As soon as Beauty was alone she hastened to fill the boxes with all the
rare and precious things she saw about her, and only when she was tired of
heaping things into them did they seem to be full.

Then she went to bed, but could hardly sleep for joy. And when at last she
did begin to dream of her beloved Prince she was grieved to see him
stretched upon a grassy bank sad and weary, and hardly like himself.

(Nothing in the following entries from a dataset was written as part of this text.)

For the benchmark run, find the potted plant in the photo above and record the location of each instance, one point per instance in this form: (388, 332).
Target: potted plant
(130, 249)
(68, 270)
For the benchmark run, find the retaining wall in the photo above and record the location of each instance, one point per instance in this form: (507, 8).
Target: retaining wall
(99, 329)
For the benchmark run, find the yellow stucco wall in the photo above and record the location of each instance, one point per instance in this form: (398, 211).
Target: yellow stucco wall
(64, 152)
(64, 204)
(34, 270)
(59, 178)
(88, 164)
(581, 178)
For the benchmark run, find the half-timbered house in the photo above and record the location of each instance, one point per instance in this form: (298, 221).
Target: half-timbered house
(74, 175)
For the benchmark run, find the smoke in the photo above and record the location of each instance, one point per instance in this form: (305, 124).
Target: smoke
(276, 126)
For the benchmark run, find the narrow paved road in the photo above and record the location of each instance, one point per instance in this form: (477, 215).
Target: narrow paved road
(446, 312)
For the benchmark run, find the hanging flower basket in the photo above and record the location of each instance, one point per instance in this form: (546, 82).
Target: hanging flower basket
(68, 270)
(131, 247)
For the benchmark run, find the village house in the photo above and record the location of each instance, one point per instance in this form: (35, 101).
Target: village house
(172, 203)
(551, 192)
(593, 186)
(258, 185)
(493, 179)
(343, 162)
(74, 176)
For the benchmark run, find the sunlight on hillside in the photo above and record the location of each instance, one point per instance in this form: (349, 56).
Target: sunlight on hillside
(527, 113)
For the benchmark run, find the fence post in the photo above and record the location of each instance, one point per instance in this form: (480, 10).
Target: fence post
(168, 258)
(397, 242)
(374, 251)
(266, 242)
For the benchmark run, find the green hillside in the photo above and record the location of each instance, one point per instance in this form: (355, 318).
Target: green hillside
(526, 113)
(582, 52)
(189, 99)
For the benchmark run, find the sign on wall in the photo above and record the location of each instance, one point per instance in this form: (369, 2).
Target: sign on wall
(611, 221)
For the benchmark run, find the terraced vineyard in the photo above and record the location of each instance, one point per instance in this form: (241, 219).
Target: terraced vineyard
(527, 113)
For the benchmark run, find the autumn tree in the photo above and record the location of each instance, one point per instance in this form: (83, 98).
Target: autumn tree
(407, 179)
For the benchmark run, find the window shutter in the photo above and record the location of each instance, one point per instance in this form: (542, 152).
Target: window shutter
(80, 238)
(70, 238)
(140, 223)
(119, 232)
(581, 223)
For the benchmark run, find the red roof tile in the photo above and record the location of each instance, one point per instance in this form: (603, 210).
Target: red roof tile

"What is the matter?" she cried.

But he looked at her reproachfully, and said:

"How can you ask me, cruel one? Are you not leaving me to my death
perhaps?"

"Ah! don’t be so sorrowful," cried Beauty; "I am only going to assure my
father that I am safe and happy. I have promised the Beast faithfully that
I will come back, and he would die of grief if I did not keep my word!"

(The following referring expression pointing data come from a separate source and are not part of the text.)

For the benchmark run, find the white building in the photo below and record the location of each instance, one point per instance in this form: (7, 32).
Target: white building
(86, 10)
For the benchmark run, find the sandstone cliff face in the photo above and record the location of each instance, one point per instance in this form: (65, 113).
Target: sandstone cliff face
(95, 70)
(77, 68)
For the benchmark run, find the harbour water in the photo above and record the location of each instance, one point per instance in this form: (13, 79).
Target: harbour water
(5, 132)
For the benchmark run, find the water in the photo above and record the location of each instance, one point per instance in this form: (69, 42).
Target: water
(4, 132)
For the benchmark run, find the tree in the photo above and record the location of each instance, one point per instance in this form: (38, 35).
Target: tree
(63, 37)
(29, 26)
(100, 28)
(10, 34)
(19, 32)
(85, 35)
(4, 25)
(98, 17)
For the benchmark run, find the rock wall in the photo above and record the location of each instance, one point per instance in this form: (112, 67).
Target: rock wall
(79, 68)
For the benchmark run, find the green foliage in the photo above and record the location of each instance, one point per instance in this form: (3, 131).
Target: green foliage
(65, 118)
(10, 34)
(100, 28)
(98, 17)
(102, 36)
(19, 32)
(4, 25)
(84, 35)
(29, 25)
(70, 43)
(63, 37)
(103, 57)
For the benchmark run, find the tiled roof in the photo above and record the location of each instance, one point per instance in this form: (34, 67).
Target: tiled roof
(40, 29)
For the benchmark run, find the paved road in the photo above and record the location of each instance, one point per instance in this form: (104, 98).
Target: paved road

"What would that matter to you?" said the Prince. "Surely you would not
care?"

"Indeed I should be ungrateful if I did not care for such a kind Beast,"
cried Beauty indignantly. "I would die to save him from pain. I assure you
it is not his fault that he is so ugly."

Just then a strange sound woke her--someone was speaking not very far
away; and opening her eyes she found herself in a room she had never seen
before, which was certainly not nearly so splendid as those she was used
to in the Beast’s palace. Where could she be? She got up and dressed
hastily, and then saw that the boxes she had packed the night before were
all in the room. While she was wondering by what magic the Beast had
transported them and herself to this strange place she suddenly heard her
father’s voice, and rushed out and greeted him joyfully. Her brothers and
sisters were all astonished at her appearance, as they had never expected
to see her again, and there was no end to the questions they asked her.
She had also much to hear about what had happened to them while she was
away, and of her father’s journey home. But when they heard that she had
only come to be with them for a short time, and then must go back to the
Beast’s palace for ever, they lamented loudly. Then Beauty asked her
father what he thought could be the meaning of her strange dreams, and why
the Prince constantly begged her not to trust to appearances. After much
consideration he answered: "You tell me yourself that the Beast, frightful
as he is, loves you dearly, and deserves your love and gratitude for his
gentleness and kindness; I think the Prince must mean you to understand
that you ought to reward him by doing as he wishes you to, in spite of his
ugliness."

Beauty could not help seeing that this seemed very probable; still, when
she thought of her dear Prince who was so handsome, she did not feel at
all inclined to marry the Beast. At any rate, for two months she need not
decide, but could enjoy herself with her sisters. But though they were
rich now, and lived in a town again, and had plenty of acquaintances,
Beauty found that nothing amused her very much; and she often thought of
the palace, where she was so happy, especially as at home she never once
dreamed of her dear Prince, and she felt quite sad without him.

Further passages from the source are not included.